The Bulb recently worked with People to plan and produce the UAE Union Day in 2023, which resulted in the most sustainable Union Day celebration thus far. We led the sustainability strategy from the start and wove it into every decision. One of our aims was to deliver a plastic-free production, so we banned single-use plastic water bottles from site; all staff, crew and suppliers were required to bring a refillable water bottle. The result? We reduced plastic on-site by a half a tonne – that’s the equivalent of around 1 million plastic straws. Just one small, easy decision truly can have significant impact.

Hosting COP28, the largest climate change event to-date, changed the game for the UAE. COP28 found measurable operational ways to help deliver the UAE’s sustainability objectives. Prioritising recycled and recyclable materials and partnering with local designers who crafted furniture from waste by-product materials were inspiring and impactful ways we found to do this. The approach drove innovation and new best practices for events in the region.

What can you do?
If you’re wondering what you can do to have a positive impact on plastic pollution through your own work and your organisation, options are abundant. Take part in Plastic Free July – a global movement that provides resources and ideas that has inspired more than 100 million participants in 190 countries to make small changes they can maintain to have a positive long-term impact on their community and our planet. It’s a great way to raise awareness and create momentum in your own organisation.
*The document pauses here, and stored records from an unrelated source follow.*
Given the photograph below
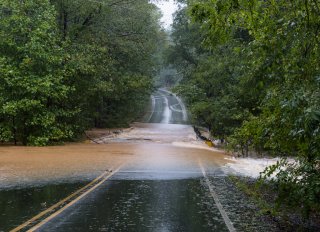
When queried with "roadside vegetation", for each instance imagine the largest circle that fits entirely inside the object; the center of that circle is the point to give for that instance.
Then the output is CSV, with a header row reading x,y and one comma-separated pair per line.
x,y
251,75
66,66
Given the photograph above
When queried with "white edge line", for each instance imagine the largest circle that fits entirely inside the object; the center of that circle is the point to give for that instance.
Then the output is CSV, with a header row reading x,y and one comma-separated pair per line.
x,y
223,213
153,103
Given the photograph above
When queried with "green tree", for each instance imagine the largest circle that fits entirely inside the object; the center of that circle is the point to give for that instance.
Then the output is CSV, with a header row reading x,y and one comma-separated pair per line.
x,y
32,78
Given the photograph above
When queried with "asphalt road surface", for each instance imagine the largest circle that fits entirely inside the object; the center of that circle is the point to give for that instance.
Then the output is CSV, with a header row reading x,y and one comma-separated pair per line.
x,y
167,108
152,184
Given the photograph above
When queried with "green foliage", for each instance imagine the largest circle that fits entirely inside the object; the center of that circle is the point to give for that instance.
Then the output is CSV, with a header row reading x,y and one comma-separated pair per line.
x,y
258,75
31,74
70,65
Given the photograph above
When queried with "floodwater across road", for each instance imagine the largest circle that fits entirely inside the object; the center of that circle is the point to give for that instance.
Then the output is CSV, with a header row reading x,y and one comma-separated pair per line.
x,y
154,176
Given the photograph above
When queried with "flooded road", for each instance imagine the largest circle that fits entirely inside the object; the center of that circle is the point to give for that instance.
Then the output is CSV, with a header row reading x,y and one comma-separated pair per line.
x,y
154,176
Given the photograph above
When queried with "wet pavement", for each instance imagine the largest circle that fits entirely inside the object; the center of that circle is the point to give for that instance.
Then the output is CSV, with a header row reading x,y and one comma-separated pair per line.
x,y
160,185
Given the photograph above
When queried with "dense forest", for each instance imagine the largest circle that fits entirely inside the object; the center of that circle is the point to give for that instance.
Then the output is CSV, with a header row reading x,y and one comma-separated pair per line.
x,y
66,66
251,74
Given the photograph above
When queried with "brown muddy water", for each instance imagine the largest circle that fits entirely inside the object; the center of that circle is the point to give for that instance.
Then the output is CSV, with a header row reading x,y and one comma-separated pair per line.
x,y
160,186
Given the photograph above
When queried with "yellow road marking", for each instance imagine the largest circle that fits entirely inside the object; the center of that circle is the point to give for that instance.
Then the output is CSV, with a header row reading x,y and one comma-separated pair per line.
x,y
215,197
74,201
53,207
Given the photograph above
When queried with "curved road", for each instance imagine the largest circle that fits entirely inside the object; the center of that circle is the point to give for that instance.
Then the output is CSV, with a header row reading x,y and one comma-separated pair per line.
x,y
167,108
159,187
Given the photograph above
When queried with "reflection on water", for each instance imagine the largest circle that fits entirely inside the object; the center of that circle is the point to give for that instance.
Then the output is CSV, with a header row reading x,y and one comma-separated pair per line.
x,y
19,205
136,205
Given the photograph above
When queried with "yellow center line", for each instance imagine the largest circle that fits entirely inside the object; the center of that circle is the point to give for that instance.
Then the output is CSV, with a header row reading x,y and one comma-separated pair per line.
x,y
74,201
53,207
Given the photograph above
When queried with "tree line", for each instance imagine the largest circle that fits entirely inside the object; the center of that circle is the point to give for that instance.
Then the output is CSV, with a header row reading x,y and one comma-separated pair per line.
x,y
68,65
251,74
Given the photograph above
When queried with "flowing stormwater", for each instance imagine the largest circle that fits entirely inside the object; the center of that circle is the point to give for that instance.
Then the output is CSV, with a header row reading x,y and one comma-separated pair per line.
x,y
161,187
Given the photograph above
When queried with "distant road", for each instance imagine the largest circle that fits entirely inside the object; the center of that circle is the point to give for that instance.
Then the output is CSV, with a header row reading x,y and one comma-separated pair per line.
x,y
167,108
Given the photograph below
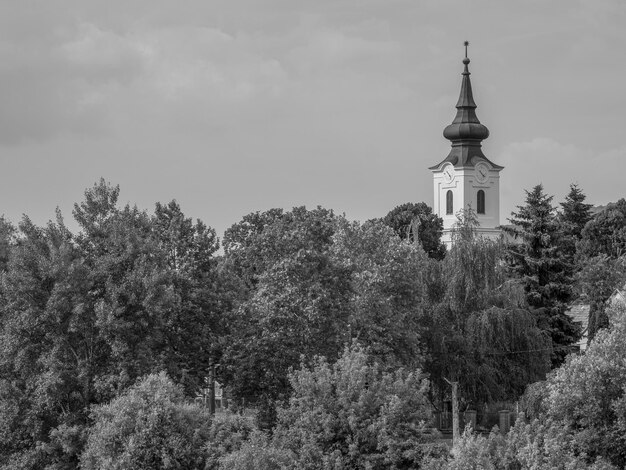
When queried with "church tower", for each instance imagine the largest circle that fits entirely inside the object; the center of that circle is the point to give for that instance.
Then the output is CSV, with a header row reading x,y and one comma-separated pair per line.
x,y
466,177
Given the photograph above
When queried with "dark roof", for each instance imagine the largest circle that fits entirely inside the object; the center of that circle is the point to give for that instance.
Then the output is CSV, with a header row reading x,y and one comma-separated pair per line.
x,y
466,132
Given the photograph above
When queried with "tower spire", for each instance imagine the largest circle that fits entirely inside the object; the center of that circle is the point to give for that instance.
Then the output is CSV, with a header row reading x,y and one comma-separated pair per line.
x,y
466,132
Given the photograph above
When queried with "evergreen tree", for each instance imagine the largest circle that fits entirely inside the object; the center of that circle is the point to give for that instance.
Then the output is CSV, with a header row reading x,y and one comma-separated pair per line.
x,y
536,259
601,253
574,215
414,222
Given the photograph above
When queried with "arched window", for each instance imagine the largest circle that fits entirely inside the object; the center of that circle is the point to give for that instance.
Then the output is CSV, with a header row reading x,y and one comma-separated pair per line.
x,y
480,202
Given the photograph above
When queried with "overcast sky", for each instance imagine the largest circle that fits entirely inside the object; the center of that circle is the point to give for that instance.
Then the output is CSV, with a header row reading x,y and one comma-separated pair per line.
x,y
234,106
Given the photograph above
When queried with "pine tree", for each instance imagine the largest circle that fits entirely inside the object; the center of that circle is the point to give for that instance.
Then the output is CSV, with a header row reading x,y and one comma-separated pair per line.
x,y
537,260
574,216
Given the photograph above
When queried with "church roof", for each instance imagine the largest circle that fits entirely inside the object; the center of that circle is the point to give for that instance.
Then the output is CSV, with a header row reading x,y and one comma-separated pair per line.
x,y
466,132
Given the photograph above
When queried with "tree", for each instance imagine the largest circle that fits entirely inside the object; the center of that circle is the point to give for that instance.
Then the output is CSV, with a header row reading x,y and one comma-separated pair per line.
x,y
296,302
150,426
353,414
574,215
536,259
606,232
82,316
414,222
597,280
588,393
387,282
601,251
478,329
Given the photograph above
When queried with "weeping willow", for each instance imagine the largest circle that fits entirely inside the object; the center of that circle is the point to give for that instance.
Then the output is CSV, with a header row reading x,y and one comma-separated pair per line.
x,y
482,333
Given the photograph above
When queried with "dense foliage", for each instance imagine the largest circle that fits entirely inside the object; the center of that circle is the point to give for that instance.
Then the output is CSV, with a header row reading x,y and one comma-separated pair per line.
x,y
582,418
324,328
150,426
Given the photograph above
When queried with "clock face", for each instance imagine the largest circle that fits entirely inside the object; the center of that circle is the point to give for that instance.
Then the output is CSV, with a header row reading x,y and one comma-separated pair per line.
x,y
482,172
448,173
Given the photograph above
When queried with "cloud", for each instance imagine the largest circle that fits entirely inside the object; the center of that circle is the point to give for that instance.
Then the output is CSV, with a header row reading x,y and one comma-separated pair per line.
x,y
556,166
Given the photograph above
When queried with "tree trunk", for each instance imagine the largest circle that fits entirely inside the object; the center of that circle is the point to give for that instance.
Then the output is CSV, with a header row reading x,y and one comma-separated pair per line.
x,y
455,414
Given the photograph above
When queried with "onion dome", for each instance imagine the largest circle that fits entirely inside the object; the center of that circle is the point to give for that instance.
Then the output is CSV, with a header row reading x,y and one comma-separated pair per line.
x,y
466,125
466,132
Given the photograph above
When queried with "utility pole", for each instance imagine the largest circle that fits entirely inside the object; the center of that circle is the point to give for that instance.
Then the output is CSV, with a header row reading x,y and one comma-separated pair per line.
x,y
211,388
455,412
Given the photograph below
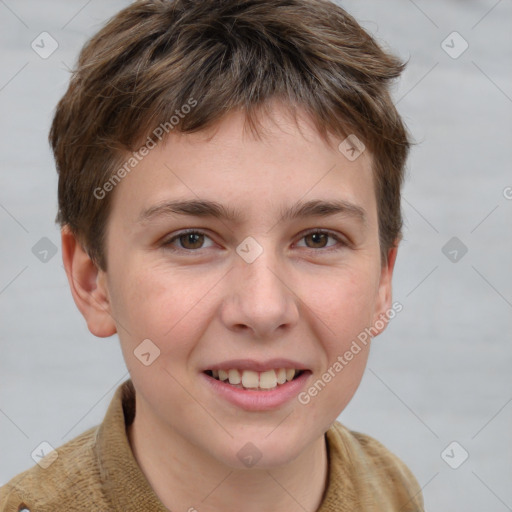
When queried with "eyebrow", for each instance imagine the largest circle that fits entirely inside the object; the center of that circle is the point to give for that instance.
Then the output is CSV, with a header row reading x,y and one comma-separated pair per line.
x,y
205,208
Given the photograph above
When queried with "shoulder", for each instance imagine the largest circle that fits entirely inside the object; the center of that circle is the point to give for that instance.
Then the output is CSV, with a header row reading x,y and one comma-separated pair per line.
x,y
58,481
377,473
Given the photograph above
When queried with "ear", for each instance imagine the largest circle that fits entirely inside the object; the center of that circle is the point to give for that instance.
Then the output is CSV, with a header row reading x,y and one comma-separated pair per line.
x,y
88,286
383,304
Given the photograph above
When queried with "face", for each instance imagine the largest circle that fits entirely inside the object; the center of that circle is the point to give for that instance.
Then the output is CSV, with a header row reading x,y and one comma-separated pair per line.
x,y
267,285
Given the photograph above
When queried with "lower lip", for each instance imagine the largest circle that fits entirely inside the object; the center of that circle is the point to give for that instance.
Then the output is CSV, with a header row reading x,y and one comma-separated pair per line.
x,y
252,400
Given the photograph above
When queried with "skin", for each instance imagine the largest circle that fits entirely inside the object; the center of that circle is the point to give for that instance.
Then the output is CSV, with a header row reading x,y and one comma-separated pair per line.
x,y
305,298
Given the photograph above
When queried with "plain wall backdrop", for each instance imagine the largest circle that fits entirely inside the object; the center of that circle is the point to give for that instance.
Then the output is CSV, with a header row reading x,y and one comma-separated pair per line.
x,y
439,374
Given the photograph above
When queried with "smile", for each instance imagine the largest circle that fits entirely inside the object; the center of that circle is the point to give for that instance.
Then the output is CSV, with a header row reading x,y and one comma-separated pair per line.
x,y
249,379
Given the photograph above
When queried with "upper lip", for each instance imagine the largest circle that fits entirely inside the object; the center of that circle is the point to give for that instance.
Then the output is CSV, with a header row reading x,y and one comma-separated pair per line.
x,y
257,366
You can also find local sustainable suppliers in the UAE who will help you to deliver a ‘circular economy’ approach and eliminate plastic for events to have a much more positive impact. For example, DGrade turns plastic bottles into Greenspun clothing. Yas Marina Circuit has already worked with them to ‘upcycle’ 18,000 plastic bottles each year to create their employee uniforms.

BioWare makes serveware from 100% renewable plant sources. They use materials like sugarcane (bagasse), paper, bamboo and bioactive thermoplastic aliphatic polyester (PLA) instead of plastic. And, in fact, they make straws from date palm leaves, which always create a fun talking point at any event where they’re used.

Precious Plastic Dubai are specialists in converting unavoidable plastic waste into items like keychains, plant pots and coasters, which you can then use as future giveaways for clients, keeping these materials in circulation.

Ecyclex has been around in the UAE since 2012 and refurbishes gadgets and sells unusable parts to factories. In 2021, they launched Reloop, a recycling subscription services to homes and corporations of everything from plastics and cardboard to batteries and cooking oil.

When it comes to ‘getting your head straight’ to reduce your plastic impact, when you need to print something, think creatively. Ask your suppliers to swap plastic-based materials like vinyl for ReBoard (corrugated cardboard) or canvas, printed with water-based paints (and keep in mind that acrylic paint is plastic). Make it mandatory for your suppliers to eliminate plastic wrap and use cardboard, blankets, and reusable materials to transport goods.

The reality of plastic pollution is important to acknowledge. It’s everywhere and it’s only going to get worse unless we take individual and collective action. But the good news is that that is entirely possible, and we can create beautiful, memorable experiences that change event industry practice and leave a legacy for all the right reasons. So, join me in Plastic Free July!